Cleansing
the Fatherland: Nazi Medicine and Racial Hygiene
by Gotz Aly,Peter Chroust,
Christian Pross, Belinda Cooper (Translator)
Foreword by Michael
H. Kater
ALL the world knows of Adolf Hitler and the
atrocities committed under his leadership during the Nazi era. But were
he and his small band of accomplices alone? Psychiatrists supplied the
flawed theories and ideas of eugenics and biochemistry which provided the
justification for wholesale slaughter of the "inferior". Timely reading
because modern psychiatry is treading down the same path once again - forgetting
about healing and concentrating instead on biology, genetics, and brain
chemistry. All concepts of humanity become lost amidst the insane "scientific
impulse for knowledge" to "improve the genetic stock" of certain assumed
to be "better and more deserving races".
Synopsis
The authors argue that racial
hygiene was a consensus value within the German medical profession, serving
to reform treatment for the curable and to justify murder of the incurable.
{According to the authors} few German physicians protested against euthanasia;
many who did participate went on to distinguished postwar medical careers."
Reviews and Commentary
From The Publisher:
"The chapters in this volume
painfully drive home the point that certainly as far as Germany is concerned,
the lessons of the Third Reich have not yet been learned.... These significant
attempts by younger recruits to the larger medical establishment to change
things through eye-opening reflection and analysis, however uncomfortable,
need support." - Michael H. Kater, author of Doctors
Under Hitler, in the Foreword
From J.R. White - Choice:
This book contains translations
of scholarly articles and edited primary sources - diary extracts by anatomist
Hermann Voss (Univ. of Posen) and letters by euthanasia participant Friedrich
Mennecke to his wife.

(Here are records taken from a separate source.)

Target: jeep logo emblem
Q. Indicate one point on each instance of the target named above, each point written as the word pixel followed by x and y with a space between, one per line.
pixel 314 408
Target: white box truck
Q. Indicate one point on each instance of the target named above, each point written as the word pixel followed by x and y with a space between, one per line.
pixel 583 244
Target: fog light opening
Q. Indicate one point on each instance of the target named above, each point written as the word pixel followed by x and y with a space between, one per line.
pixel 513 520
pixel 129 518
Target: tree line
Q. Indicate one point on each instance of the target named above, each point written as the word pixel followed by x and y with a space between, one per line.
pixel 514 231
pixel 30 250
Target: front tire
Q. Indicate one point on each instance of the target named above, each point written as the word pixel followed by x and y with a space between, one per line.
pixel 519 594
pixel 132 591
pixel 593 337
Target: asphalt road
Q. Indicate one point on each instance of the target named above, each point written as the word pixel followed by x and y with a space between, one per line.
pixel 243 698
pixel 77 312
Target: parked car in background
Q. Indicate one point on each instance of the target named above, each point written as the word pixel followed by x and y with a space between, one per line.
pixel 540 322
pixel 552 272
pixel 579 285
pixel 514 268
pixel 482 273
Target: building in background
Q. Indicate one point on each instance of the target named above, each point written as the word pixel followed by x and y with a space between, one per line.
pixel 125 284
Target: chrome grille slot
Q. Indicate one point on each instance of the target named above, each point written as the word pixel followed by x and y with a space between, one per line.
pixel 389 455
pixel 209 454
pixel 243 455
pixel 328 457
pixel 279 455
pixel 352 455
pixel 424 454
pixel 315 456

Both well illustrate the work's thesis. The journal
Beitrage
zur Nationalsozialistischen Gesundheits - und Sozialpolitik,
which Aly edits, originally published most of the contributions (1985-87)...

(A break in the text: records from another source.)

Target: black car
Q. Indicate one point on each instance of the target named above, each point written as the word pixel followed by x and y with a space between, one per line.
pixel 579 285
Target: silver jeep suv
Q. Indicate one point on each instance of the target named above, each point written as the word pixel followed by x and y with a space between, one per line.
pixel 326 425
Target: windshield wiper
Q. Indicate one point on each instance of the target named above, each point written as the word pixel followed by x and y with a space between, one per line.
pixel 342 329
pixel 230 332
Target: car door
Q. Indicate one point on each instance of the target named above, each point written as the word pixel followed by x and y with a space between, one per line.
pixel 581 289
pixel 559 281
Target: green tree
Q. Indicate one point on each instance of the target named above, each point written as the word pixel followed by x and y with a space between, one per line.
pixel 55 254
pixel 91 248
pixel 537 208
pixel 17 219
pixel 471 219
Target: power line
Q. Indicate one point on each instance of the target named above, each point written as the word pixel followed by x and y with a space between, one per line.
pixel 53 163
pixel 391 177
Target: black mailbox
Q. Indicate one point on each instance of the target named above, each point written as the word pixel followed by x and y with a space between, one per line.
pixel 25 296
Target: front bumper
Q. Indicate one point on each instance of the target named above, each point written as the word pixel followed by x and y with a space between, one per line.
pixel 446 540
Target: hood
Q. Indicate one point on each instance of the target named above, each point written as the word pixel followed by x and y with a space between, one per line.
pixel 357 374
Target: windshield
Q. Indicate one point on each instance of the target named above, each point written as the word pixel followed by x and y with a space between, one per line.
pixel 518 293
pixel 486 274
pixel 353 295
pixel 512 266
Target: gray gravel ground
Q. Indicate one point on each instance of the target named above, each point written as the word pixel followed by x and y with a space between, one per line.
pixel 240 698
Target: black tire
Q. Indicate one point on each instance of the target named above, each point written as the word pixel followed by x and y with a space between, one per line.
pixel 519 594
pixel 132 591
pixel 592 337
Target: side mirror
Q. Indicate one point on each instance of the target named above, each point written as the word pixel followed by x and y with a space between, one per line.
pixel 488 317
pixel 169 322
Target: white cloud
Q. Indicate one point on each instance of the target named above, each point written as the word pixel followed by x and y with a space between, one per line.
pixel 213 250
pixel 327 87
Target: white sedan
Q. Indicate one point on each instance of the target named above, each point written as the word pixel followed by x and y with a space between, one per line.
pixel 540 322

Illustrations are excellent, but several criticisms are in order. Aly denies
the racist content of eugenics, although physicians and Nazis saw themselves
as improving German racial stock, both through better medical care and
mass murder.
From A.J. Nicholls - The Times Literary
Supplement:
{The authors} illustrate the
continuities between eugenically inclined medical practice before 1933
and its more sinister development in the Third Reich. They also point to
the extent to which apparently respectable medical authorities... collaborated
with the euthanasia programme to further their own research.
From Publisher's Weekly - Publishers Weekly:
It's no wonder this book caused
a flurry when first published in Germany. The authors, who are German,
offer compelling evidence that the 350 doctors tried at Nuremberg in 1946-47
were not the so-called black sheep of the German medical profession, but
rather a small part of a much larger group of doctors, university professors,
scientists and researchers involved in medical crimes. The authors draw
their chilling conclusions directly from the archives of mental institutions,
hospitals and experimentation centers. An abundance of evidence, sometimes
absorbing, sometimes overwhelming, demonstrates how the Nazis employed
medicine to "cleanse" Germany of the "sick, alien, and disturbing" - a
goal firmly supported by the intelligentsia. By 1939, euthanasia was the
method ordained by the Nazis to eliminate the infirm, mentally ill, socially
or racially "inferior" and anyone unable to work. Hundreds of thousands,
including children, were killed while medical professionals profited. Dr.
Hermann Voss, chief anatomist at the Reich University of Posen, turned
a handsome profit on the sale of the skeletons and skulls of dead Poles.
His diary is an illustration of Hannah Arendt's banality of evil, "Yesterday,
two wagons full of Polish ashes were taken away. Outside my office, the
robinias are blooming beautifully, just as in Leipzig." Much of this information,
which was available at the end of WW II, was suppressed because many of
those involved in these heinous crimes still hold leading positions.
Readers may be driven to examine their own beliefs concerning the benefits
of doctor-assisted suicide, when confronted with a society that takes this
seemingly benign idea and turns it into a great evil.